Wie Impfstoffe gegen Covid-19 erprobt werden
Bei der Erprobung von Impfstoffen gegen das Coronavirus SARS-CoV-2 ist viel zu beachten. Eigene Studien sind nötig, ehe auch Kinder damit geimpft werden können.
Weshalb ein Impfstoff nicht ohne genehmigte klinische Studien entwickelt werden kann, erläutert Immunologe Markus Löffler vom Universitätsklinikum Tübingen am 23.03.2021 bei Spiegel Online
Die sogenannte klinische Prüfung eines neuen Impfstoffs mit Freiwilligen kann nur erfolgen, wenn sich dieser Impfstoff vorher in Labor- und Tierversuchen hinsichtlich Wirksamkeit und Verträglichkeit bewährt hat. Auf diese Weise hält man das Risiko für die Studienteilnehmer von vorn herein so gering wie möglich. Stimmen Ethik-Kommission und Arzneimittelbehörde nach Sichtung dieser Ergebnisse und der Prüfung des Studienplans und der Eignung des mitwirkenden Personals zu, kann die Erprobung beginnen.

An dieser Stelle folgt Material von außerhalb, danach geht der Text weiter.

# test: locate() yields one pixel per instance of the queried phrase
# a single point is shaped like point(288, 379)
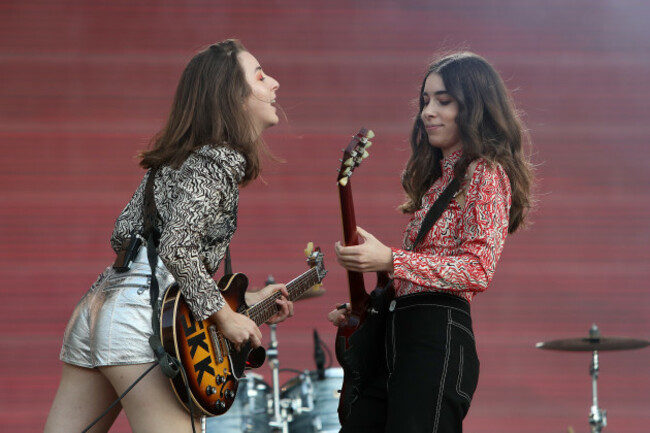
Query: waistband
point(433, 299)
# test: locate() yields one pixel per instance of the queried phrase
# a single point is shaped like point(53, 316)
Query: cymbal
point(595, 343)
point(312, 293)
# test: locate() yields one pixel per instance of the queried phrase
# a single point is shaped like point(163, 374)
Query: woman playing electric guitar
point(209, 147)
point(466, 129)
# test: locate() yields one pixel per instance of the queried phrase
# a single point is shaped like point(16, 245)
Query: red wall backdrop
point(86, 83)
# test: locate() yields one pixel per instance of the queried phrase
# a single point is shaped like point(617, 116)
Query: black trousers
point(430, 369)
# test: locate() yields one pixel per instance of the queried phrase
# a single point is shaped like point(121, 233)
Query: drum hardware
point(594, 343)
point(305, 404)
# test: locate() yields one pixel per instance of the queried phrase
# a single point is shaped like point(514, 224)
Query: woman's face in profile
point(260, 103)
point(439, 114)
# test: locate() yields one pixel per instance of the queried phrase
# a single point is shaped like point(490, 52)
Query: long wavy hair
point(208, 109)
point(489, 128)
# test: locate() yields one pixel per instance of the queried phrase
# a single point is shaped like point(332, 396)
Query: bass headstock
point(354, 154)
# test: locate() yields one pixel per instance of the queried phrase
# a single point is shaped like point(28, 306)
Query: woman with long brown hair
point(209, 147)
point(467, 130)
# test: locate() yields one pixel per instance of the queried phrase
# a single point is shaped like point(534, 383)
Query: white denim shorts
point(111, 324)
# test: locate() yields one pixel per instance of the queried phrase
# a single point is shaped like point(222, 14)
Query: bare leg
point(83, 394)
point(151, 406)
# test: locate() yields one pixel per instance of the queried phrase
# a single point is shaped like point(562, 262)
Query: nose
point(428, 111)
point(275, 85)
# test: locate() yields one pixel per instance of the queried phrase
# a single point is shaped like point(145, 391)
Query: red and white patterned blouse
point(460, 252)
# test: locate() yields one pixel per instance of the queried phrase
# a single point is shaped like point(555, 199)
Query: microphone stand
point(279, 422)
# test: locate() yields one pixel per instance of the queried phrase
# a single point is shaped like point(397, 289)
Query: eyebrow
point(439, 92)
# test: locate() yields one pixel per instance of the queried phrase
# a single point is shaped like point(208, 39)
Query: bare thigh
point(83, 394)
point(151, 406)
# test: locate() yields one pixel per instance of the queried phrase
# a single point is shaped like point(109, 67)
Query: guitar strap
point(169, 365)
point(436, 210)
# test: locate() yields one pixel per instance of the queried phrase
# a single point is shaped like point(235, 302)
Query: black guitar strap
point(169, 365)
point(436, 210)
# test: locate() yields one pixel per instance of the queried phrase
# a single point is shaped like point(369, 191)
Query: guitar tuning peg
point(309, 249)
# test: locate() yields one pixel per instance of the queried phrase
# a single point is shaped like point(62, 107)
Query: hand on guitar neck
point(239, 328)
point(368, 256)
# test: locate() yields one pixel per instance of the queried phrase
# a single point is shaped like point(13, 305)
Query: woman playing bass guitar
point(466, 128)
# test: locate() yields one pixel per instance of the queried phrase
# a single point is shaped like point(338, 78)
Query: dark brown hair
point(208, 109)
point(489, 128)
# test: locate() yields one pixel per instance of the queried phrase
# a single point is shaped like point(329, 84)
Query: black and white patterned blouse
point(197, 205)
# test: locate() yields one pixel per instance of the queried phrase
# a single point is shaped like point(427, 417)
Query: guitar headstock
point(315, 260)
point(354, 154)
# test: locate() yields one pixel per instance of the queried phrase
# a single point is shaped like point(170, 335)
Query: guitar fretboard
point(263, 310)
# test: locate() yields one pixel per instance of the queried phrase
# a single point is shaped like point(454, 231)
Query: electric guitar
point(359, 340)
point(212, 364)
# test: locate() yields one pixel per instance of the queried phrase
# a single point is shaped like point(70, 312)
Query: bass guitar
point(358, 341)
point(212, 364)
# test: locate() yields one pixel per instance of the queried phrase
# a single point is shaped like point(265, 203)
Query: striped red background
point(86, 83)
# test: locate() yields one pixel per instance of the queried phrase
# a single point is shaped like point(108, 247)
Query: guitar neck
point(351, 237)
point(265, 309)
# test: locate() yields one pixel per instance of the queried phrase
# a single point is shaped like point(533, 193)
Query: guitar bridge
point(216, 343)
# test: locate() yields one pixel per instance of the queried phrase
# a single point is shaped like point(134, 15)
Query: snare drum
point(320, 401)
point(249, 411)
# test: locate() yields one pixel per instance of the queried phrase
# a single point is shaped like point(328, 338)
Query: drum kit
point(306, 403)
point(595, 343)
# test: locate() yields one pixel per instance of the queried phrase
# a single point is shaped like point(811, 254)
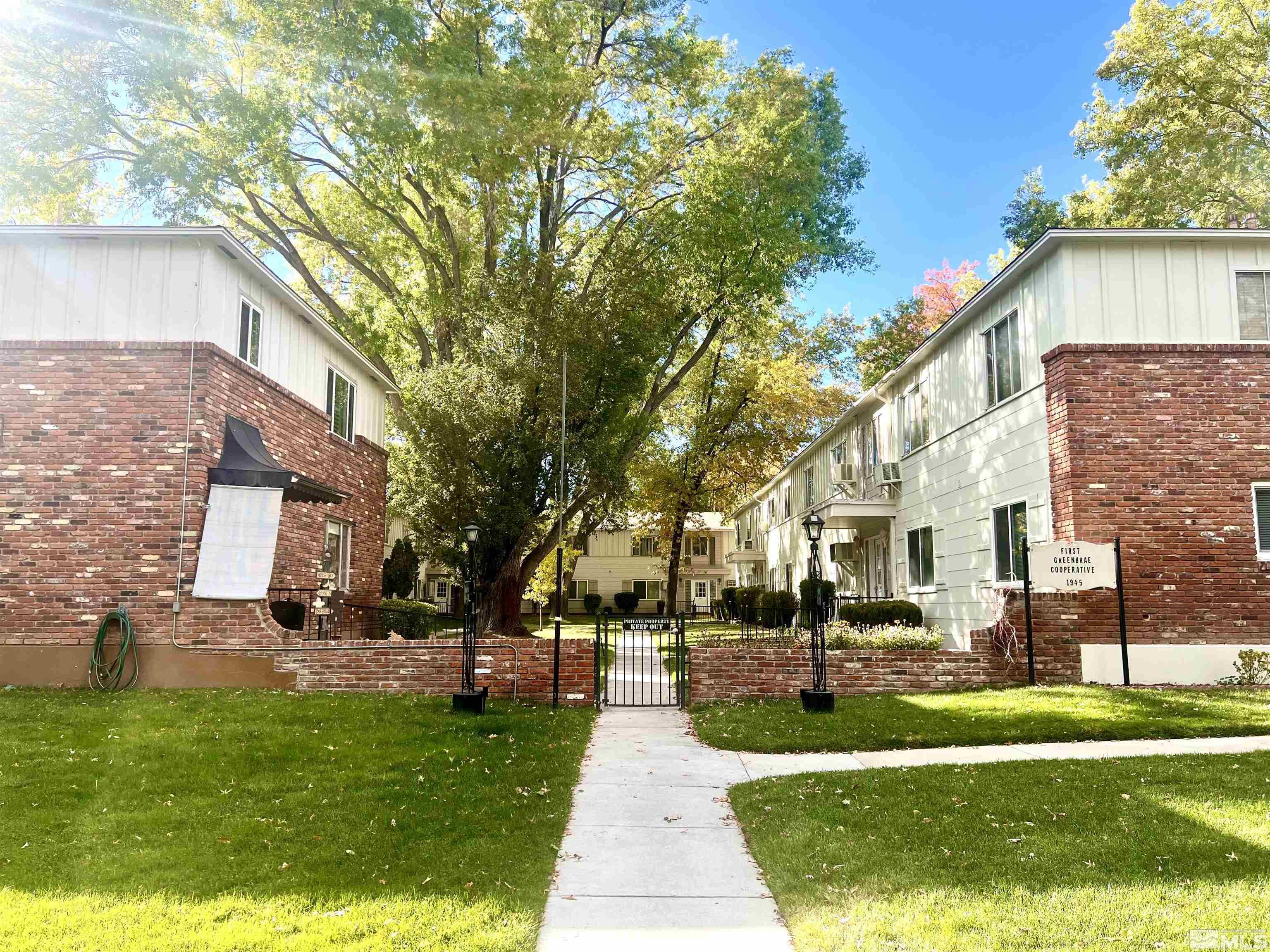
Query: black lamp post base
point(817, 701)
point(470, 701)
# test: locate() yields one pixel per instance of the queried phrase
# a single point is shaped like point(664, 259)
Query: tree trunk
point(672, 569)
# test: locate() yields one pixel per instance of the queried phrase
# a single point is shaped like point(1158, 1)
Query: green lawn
point(1017, 856)
point(265, 821)
point(998, 716)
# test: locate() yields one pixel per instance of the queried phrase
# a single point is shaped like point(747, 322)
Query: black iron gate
point(640, 662)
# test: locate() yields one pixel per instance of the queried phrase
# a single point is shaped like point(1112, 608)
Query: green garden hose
point(108, 676)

Die Erprobung gliedert sich in die Phasen I bis III. Für die ersten Phasen kommen zunächt nur gesunde Erwachsene in Betracht. Interessierte werden – ehe sie sich entscheiden – umfassend darüber informiert, was über den Impfstoff schon bekannt ist und was eine Teilnahme bedeutet. Dazu zählt beispielsweise, dass Teilnehmende kein Blut spenden dürfen, während die Studie läuft. Für die Teilnahme an Phase-III-Studien – die nur begonnen werden, wenn sich der Impfstoffe in den vorangegangenen Studien bewährt hat – kommen dann aber auch Menschen mit Begleiterkrankungen in Betracht, außerdem auch Minderjährige.
Die Phasen der Erprobung
Dieses Schaubild können Sie sich auch herunterladen: JPG-Download oder PDF-Download
In Phase I wird der Impfstoff erstmals mit Menschen getestet. Im Fokus stehen Sicherheit und Verträglichkeit des Impfstoffs sowie seine Fähigkeit, eine Immunabwehrreaktion hervorzurufen. In dieser frühen Phase geht es auch darum, die geeignetste Dosierung grob abzuschätzen. Vorgenommen werden die Tests mit einer kleinen Gruppe gesunder Frauen und Männer (typischerweise 10 bis 30), die in der Regel zwischen 18 und 55 Jahre alt sind. Die Ergebnisse in dieser Gruppe werden üblicherweise mit den Resultaten in einer gleich großen Kontrollgruppe verglichen; diese erhält einen Scheinimpfstoff oder einen bereits zugelassenen Impfstoff gegen eine andere Krankheit.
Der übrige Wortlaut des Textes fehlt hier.